Although tape 112 only shows Hargrove’s interview prior to playing at the NYC Blue Note in 1999 for Dizzy’s birthday, the interview itself is telling. The reporter and Roy banter a bit, easily exchanging jokes and talking about horoscopes. Then they move into talking about Dizzy, who would have been 81 years old. “He was definitely down to help a lot of the young musicians coming up, and he had a beautiful spirit. He was also a Libra! [fist pumps] (00:20:00).” The fact that the first thing he says in honor of Dizzy is that he was supportive of upcoming musicians says a lot about what Roy himself is passionate about; he sees bringing up the next generation as a valuable responsibility. And then, I guess, he’s also passionate about his astrological sign ;). He goes on to name his influences, among them Miles Davis, Clifford Brown, Kenny Dorham, and, of course, Dizzy… “So many.” The reporter brings up Kenny Barron and asks for a story about him, and Roy talks about going to listen to him at Bradley’s. “Everytime I hear him I learn so much,” as the footage cuts to a clip of Barron’s trio playing. Worth mentioning that Roy Hargrove will be joining the Kenny Barron Trio this year at Monterey Jazz Festival, which I will be attending (looking forward to it!).

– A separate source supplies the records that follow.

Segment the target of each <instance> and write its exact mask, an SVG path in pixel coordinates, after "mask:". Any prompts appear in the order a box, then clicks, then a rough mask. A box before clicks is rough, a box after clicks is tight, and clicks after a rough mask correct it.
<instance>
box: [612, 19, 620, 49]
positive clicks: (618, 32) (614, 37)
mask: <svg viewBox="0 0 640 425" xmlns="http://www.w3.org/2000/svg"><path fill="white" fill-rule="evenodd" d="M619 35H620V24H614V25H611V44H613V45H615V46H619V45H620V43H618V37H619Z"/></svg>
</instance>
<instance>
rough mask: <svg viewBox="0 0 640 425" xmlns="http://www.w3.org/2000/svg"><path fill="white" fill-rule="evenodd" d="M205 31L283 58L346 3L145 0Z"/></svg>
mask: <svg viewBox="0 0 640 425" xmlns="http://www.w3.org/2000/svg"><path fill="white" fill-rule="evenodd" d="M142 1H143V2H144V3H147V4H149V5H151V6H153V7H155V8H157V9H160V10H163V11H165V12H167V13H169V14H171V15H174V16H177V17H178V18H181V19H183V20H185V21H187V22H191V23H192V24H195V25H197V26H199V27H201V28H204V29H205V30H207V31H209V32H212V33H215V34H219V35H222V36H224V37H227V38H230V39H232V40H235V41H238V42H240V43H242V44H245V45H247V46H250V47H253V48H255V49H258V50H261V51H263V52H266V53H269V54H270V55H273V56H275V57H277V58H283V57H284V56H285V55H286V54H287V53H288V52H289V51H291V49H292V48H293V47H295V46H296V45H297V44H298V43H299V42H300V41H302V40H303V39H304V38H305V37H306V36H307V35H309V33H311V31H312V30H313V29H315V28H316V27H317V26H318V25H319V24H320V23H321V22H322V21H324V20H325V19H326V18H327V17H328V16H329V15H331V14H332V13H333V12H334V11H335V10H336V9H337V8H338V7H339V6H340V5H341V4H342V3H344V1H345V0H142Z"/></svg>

Finally, tape 325 features a full concert of Roy playing with The NHOP Quintet at Jazz Baltica in 1996. I mentioned it earlier, but Roy is really great about hosting full videos of his concerts on YouTube: the video that inspired me to go see him in Paris was his full performance at The New Morning in 2010, and the day after I saw him he already had some video clips of up (check them out on YouTube). These videos are actually so important to young jazz musicians, who watch them over and over trying to learn not just the songs and the sound, but the subtle techniques that can only be learned from a visual performance: which fingerings did they use to play that note? How did they communicate to the other musicians that their solo was ending right there? What were they wearing, how did they carry themselves on stage? Were they rigid, or did they free themselves up more? Roy, in particular, looks a lot more formal and rigid in his earlier performances, as opposed to a couple of weeks ago, where I got to see him dancing on stage in his now classic attire blending jazz and hip hop styles. It helps musicians to see and to know these things, because there is no real guidebook on how to find success in your art. That’s why it’s so valuable when people like Roy Hargrove release content of themselves playing and talking and giving advice, like in the beginning of one of his albums where he talks about the lessons he teaches his current students.

Going to see this trumpeter at this jazz club felt like a sort of pilgrimage to me as a musician, and watching these videos has only enriched my knowledge and added to it. For a longer post on this year’s New Morning concert, check out Muse-Tripper, the blog where I write about where music takes me when I travel. Maybe the full concert will end up in the archive someday!